Compute the metrics for the model (mse, rmse, nrmse, nmse)

In [None]:
testsize = x_test.shape[0]
print(f'Test size: {testsize}')
mse = mean_squared_error(y_test, y_pred)
mse0 = mean_squared_error(y_test, np.zeros(testsize))
ymean = np.mean(y_pred)
print(f'mean of pred: {ymean}')
print(f'mse: {mse}')
rmse = np.sqrt(mse)
print(f'rmse: {rmse}')
print(f'nmse: {mse/mse0}')
nrmse = rmse/ymean
print(f'nrmse: {nrmse}')
print(ymean)

Compute R2 score of the model on Train and Validation data

In [None]:

r2_train = r2_score(y_train, y_pred_train)
print(f'r2_train: {r2_train}')

r2_val = r2_score(y_test, y_pred)
print(f'r2_validation: {r2_val}')

#### Plots for Accuracy Assessment:

In [None]:
y_actual = y_train

plt.scatter(y_actual, y_pred_train, s=20, alpha=0.7, edgecolors='w', linewidth=0.5)

# Plot the 45-degree line
plt.plot([min(y_actual), max(y_actual)], [min(y_actual), max(y_actual)], color='red', linestyle='--')

# Set axis labels
plt.xlim(0,700)
plt.ylim(0,700)
plt.xlabel('Actual Values')
plt.ylabel('Predicted Values')

# Set plot title
plt.title('Scatter plot of Actual vs. Predicted (Training Data)')

# Show the plot
plt.show()

In [None]:
# Plot the scatter plot of Actual vs. Predicted (Validation Data)

y_actual = y_test
plt.scatter(y_actual, y_pred, s=20, alpha=0.7, edgecolors='w', linewidth=0.5)

# Plot the 45-degree line
plt.plot([min(y_actual), max(y_actual)], [min(y_actual), max(y_actual)], color='red', linestyle='--')

# Set axis labels
plt.xlim(0,700)
plt.ylim(0,700)
plt.xlabel('Actual Values')
plt.ylabel('Predicted Values')

# Set plot title
plt.title('Scatter plot of Actual vs. Predicted (Validation Data)')

# Show the plot
plt.show()

## 4. Uploading trained model to Google Earth Engine:
1. Serialise the random forest model to a list of strings (where each string represents a decision tree)
2. Convert the list of strings to a `ee.FeatureCollection`
3. Export the `ee.FeatureCollection` to Google Earth Engine as an asset

Serialise random forest to strings and store it in rf_strings

In [None]:

rf_strings = ml.rf_to_strings(rf_model, feature_names, output_mode='regression', processes=6)

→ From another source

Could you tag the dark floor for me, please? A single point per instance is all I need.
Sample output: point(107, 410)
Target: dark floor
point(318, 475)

To convert the list of strings to a ee.FeatureCollection :
1. Convert the list of strings to a list of dummy ee.Features (with any ~NON NULL~ geometry and property `tree` set as the string representing the tree)
2. Convert this list of features to a ee.FeatureCollections and store it in fc_string

In [None]:
dummy_feature = ee.Feature(ee.Geometry.Point([-114.318, 38.985]));
treeStrings = []
for dt in rf_strings:
  feat = dummy_feature.set('tree', dt)
  treeStrings.append(feat)
fc_string = ee.FeatureCollection(treeStrings)

Export the `ee.FeatureCollection` to earth engine asset

In [None]:
asset_name = 'rf_demo_7'
task_name = asset_name+'_task'
asset_path= 'projects/vatsal-stiti/assets/'+asset_name
task = ee.batch.Export.table.toAsset(fc_string,task_name,asset_path);
task.start()

## 5. Downloading the Model in GEE and using it to inference ET:
To download the model from GEE asset and load it as a classifier use this code snippet in Google Earth Engine Editor:
```
var RandomForestasFeatCollection = ee.FeatureCollection(assetName).aggregate_array('tree').aside(print);
var classifier = ee.Classifier.decisionTreeEnsemble(RandomForestasFeatCollection);
```
Replace assetName with the path of asset that contains the model. The code is available in the script at: `Vatsal_Stiti/FinalPipelineScripts/InferenceETFromModelAsset`. Use this script to predict ET of any area on a given date.